Opening act Taylor Swift has done them one better. Since opening for Brad Paisley last summer at Bethel Woods, Swift garnered Top New Female Vocalist at the American Country Music Awards in May and both Video of the Year and Female Video at the Country Music Television Awards in April.
Her glittery blue dress swishing above her black cowboy boots, Swift belted out a series of her hits, a list that’s quickly growing as the 18-year-old goes from country music princess to a reigning queen of the charts.
Swift was largely responsible for the large contingent of young girls in the audience – a preview of the upcoming Jonas Brothers show at Bethel Woods.

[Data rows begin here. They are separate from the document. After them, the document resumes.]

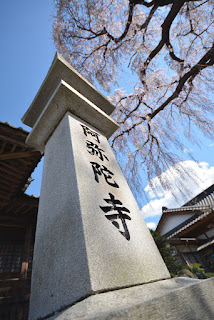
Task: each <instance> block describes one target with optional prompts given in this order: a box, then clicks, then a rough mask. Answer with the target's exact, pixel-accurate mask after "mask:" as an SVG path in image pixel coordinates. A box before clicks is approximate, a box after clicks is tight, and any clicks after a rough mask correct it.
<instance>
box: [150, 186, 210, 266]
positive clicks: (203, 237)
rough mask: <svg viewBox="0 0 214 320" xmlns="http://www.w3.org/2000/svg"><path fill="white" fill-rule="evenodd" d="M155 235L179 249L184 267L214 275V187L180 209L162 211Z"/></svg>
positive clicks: (207, 190)
mask: <svg viewBox="0 0 214 320" xmlns="http://www.w3.org/2000/svg"><path fill="white" fill-rule="evenodd" d="M162 211H163V213H162V216H161V219H160V221H159V224H158V226H157V228H156V231H157V232H158V233H159V234H160V235H162V236H165V237H166V239H167V242H168V243H169V244H170V245H173V246H174V247H175V248H176V251H177V256H178V257H179V258H180V261H181V262H182V263H183V264H185V265H190V264H193V263H200V264H201V265H202V267H203V268H205V270H206V271H207V272H214V184H213V185H212V186H210V187H209V188H207V189H206V190H204V191H203V192H201V193H200V194H199V195H197V196H196V197H194V198H193V199H191V200H190V201H188V202H187V203H185V204H184V205H183V206H182V207H180V208H172V209H168V208H165V207H164V208H163V209H162Z"/></svg>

The Fiechter family of Staten Island – by way of Roscoe – booked their first Bethel concert so 12-year-old daughter Jessica could hear her hero Taylor sing “Tim McGraw” and “Our Song” in person.
“Honestly, this place is fantastic,” dad Mike said. “Very clean, very beautiful – you can’t beat it.”

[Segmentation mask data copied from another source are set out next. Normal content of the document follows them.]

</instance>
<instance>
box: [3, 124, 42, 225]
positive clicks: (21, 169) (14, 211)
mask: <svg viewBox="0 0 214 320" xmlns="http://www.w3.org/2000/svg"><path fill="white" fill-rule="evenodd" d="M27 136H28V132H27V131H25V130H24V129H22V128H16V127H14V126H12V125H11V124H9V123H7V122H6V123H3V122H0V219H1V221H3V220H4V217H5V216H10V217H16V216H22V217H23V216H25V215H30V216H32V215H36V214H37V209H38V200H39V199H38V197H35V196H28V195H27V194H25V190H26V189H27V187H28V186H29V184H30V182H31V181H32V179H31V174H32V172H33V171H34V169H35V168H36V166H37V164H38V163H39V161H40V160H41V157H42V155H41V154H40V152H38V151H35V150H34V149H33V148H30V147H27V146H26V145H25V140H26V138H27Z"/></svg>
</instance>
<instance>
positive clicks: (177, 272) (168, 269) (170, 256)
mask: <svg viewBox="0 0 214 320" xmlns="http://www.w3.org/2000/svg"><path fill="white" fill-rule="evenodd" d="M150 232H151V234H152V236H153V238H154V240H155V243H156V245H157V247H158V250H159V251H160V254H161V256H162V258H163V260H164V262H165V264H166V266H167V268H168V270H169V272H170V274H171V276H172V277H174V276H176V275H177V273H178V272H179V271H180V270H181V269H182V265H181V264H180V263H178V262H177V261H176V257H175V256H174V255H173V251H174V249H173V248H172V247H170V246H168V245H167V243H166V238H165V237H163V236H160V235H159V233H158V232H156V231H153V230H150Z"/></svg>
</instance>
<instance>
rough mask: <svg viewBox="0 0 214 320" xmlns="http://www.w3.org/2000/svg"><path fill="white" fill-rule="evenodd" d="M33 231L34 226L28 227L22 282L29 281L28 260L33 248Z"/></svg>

They’ll be back in August . . . for the Jonas Brothers, naturally.
A “big country fan,” Mike was more than happy to stick around after Swift’s show for the headliners of the Bob That Head tour.
Dropping out of the rafters in a burst of fire, the three main members of Rascal Flatts put on a show worthy of those 16 tour buses and 18 tractor trailers.
From their new single, “Still Feels Good” through the encore performances of old standby “Me and My Gang” and the song that gave the tour its name, lead singer Gary LeVox, bassist Jay DeMarcus and lead guitarist Joe Don Rooney made it clear they haven’t forgotten where they came from.
Walking out into the crowd, LeVox at times sang with one hand wrapped ’round the microphone and the other scribbling autographs.
Rooney kept one hand wrapped around the frets of his guitar while he stooped lower to get in line with one fan’s digital camera while LeVox paraded across the stage with the hand of a little female fan in his.
Dressed in an over-sized Rascal Flatts t-shirt, the child was awestruck staring up at the larger than life stars of radio. After all, one of their biggest hits was a cover of Tom Cochrane’s “Life is a Highway” for Disney’s kid’s movie “Cars.”
But these Grammy Award winners were just as awed to be playing a gig on the stage at Bethel Woods.
“What an honor to be playing on this very sacred ground,” said DeMarcus. “It’s an honor to be playing on the spot that changed music forever.”